Clearing house for critical research

January 10, 1997

Globalisation - the movement to trans-state relations is being tracked by a new web site, John Davies reports

Peter Taylor is accustomed to crossing borders. He was a member of an international commission on the social sciences that recommended that the boundaries between disciplines such as history, politics, sociology and anthropology might be dissolved or redrawn.

Taylor was the only British academic on the commission, which was funded by the Lisbon-based Gulbenkian foundation and reported last year.
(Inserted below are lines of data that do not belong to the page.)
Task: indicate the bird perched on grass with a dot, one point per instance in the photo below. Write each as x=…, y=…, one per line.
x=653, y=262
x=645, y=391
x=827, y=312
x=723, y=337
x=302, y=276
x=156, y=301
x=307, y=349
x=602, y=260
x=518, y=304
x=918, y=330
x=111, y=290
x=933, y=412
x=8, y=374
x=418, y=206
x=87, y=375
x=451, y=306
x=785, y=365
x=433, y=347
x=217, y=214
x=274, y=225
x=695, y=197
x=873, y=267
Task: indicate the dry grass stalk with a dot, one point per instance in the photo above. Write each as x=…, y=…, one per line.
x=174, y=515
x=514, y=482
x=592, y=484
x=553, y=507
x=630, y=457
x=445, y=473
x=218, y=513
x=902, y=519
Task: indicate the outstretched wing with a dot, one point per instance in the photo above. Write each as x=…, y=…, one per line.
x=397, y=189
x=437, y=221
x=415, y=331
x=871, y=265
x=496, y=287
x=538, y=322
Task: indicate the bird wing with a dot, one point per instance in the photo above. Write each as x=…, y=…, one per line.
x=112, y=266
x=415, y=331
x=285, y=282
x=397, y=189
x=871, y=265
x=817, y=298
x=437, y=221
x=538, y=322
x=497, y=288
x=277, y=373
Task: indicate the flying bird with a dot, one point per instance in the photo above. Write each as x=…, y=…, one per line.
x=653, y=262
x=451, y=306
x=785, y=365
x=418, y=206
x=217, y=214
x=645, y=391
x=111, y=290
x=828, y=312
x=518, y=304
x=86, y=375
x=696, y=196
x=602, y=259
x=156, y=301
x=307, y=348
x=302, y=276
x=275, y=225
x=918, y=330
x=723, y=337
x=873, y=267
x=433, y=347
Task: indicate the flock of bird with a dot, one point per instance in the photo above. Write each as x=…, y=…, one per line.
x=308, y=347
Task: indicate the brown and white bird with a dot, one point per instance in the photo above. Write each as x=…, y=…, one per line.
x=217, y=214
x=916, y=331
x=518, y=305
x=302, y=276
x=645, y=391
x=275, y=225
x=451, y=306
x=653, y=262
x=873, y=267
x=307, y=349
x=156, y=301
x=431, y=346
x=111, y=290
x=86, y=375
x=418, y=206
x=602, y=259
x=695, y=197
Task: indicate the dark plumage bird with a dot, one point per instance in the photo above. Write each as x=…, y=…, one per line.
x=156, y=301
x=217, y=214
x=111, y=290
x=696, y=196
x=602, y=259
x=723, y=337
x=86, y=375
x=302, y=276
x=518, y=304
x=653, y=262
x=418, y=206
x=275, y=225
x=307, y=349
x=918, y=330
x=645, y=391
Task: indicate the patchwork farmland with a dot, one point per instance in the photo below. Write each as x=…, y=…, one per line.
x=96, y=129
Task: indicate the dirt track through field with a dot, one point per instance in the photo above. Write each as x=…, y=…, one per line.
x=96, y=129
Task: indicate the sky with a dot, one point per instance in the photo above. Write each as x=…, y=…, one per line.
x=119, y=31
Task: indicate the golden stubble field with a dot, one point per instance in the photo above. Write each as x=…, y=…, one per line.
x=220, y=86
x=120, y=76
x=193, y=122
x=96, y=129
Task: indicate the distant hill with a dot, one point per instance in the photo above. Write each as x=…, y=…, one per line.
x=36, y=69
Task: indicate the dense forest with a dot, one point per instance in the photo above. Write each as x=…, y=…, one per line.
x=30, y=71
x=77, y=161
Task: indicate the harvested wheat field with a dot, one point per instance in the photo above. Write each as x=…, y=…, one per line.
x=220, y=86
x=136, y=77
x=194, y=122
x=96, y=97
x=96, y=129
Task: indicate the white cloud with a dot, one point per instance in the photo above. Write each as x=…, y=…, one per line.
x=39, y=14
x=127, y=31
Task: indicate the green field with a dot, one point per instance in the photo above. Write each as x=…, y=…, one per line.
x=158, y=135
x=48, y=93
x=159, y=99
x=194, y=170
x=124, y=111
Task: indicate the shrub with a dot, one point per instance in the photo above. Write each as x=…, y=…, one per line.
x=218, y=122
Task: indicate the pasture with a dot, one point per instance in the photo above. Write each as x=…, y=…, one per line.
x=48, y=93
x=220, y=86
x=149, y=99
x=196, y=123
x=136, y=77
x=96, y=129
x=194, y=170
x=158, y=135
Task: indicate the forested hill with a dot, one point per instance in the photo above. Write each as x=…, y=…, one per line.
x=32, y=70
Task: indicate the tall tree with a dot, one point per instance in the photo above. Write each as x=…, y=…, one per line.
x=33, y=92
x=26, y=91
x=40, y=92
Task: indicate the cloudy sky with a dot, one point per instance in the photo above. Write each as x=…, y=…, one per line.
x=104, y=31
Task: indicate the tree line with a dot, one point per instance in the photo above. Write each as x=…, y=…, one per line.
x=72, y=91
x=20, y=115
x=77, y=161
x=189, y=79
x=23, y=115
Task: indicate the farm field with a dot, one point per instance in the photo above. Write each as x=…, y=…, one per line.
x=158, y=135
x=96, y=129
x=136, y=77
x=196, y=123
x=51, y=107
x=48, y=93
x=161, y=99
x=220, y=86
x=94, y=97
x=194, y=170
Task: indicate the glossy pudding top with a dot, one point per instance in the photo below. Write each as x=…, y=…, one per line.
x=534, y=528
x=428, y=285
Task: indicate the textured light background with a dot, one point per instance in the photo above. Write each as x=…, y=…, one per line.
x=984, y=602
In his own discipline of geography it is globalisation - the disappearance of borders, to put it another way - that is one of his main concerns.

So it is perhaps no surprise that he is the driving force behind a new initiative at Loughborough University, where he moved to become professor of geography in 1995 - an initiative whose aim is to collect information "that is not defined by political boundaries" and put it on the World Wide Web.

Under the motto "Beyond state-istics" and a logo representing a map of Antarctica, the only continent without state boundaries, the Global Observatory, as the web site is called, hopes to fill a gap.

"Globalisation is supposedly transcending states, yet information is still collected state by state, even if it ends up in a United Nations annual handbook," says Professor Taylor, who has been helped in setting up the observatory by David Walker, a senior lecturer in his department. If, for instance, one is looking at one of Professor Taylor's particular interests, the connections between "global cities" such as London, Tokyo and New York, there is a lot missing. "We know a lot about relations between Britain and France, for instance, but not about relations between London and Paris. There are airline schedules and train timetables but not much else," he observes.

"Data deficiency" is one of the premises on which the Global Observatory is based, and which it hopes to remedy. The initial premise, spelled out on its introductory home page, is that globalisation is a reality; that "contemporary social change is proceeding at an unprecedented rate and key processes behind it are operating at a global scale and are fundamentally trans-state in nature."

"Much of the literature is about whether it (globalisation) exists," says Professor Taylor. "There is a strong version which effectively says the global is dominating, and it's very fatalistic - there's not much you can do about it except ride the wave, as it were. But there are a whole series of people who are looking at resistances and adaptions. The contest is between Americanisation or consumerisation and the clear resistances to that. I'm not just thinking of France and its policies on entertainment and so on, but all the nationalisms there are - all these people calling out anti-American slogans wearing blue jeans. That's the paradox of it, isn't it?" There is a third premise behind the Loughborough venture: the "organisation lacuna" that Professor Taylor and his colleagues detect. In other words there is a need for somebody or some institution to pull together what is already known about globalisation trends. To quote the relevant Global Observatory page: "There has been no centre acting as a clearing house for the critical research issues that arise from the mismatch between a trans-state world and state-based data . . . Our mission is to provide a service to the worldwide social science community as the centre with information about access to trans-state data."

This clearing-house function seems the most apparent at the current stage in the Global Observatory's development. Call up its pages on economic refugees and you'll find a directory of the relevant web sites - from a Michigan State University migrant labour database to University College London's migration research unit - a bibliography and a list of key texts. Whatever page you're on will have "linked topic" signposts to guide you elsewhere. As David Robinson, the research assistant who was responsible for the nuts and bolts of the project's first six months, puts it: "For any page that anyone might enter through using a web search tool, we've ensured there's always a way to move on."

This wasn't always the case: when some 40-plus users from all over the world accessed the observatory's economic refugees page on one day in July - Professor Robinson still isn't sure why - there weren't the necessary cross-references. "If this page was the first thing they saw," says Professor Robinson, "they'd go 'What is this thing, why am I in here?' There was no obvious link anywhere. So I've made sure every single page now has a link."

Which is where it will also come in handy for students. As an experiment, first-year geography students at Loughborough were introduced to the observatory and encouraged to use it as a resource in the various areas where globalisation is an issue. Now the university has provided funds for a research assistant to develop the observatory as a teaching resource.

Nevertheless, the Global Observatory is still more a building site than a fully formed edifice. Some of its pages are "rather empty", Professor Taylor admits: "The environmental side is less developed than some of the others."

While his ultimate ambition is to have a "web of topics" on globalisation issues from deforestation to multinational media corporations, "raw" data are not what you'll find. After the six months' initial funding provided by Loughborough ran out development slowed. "Peter and I will be updating the pages in the odd half-hour that we have,"Professor Walker says: "Some of the people we've applied to for further funding say we can't really call a data collecting exercise a research project. "So perhaps the next step is to spin a research project off."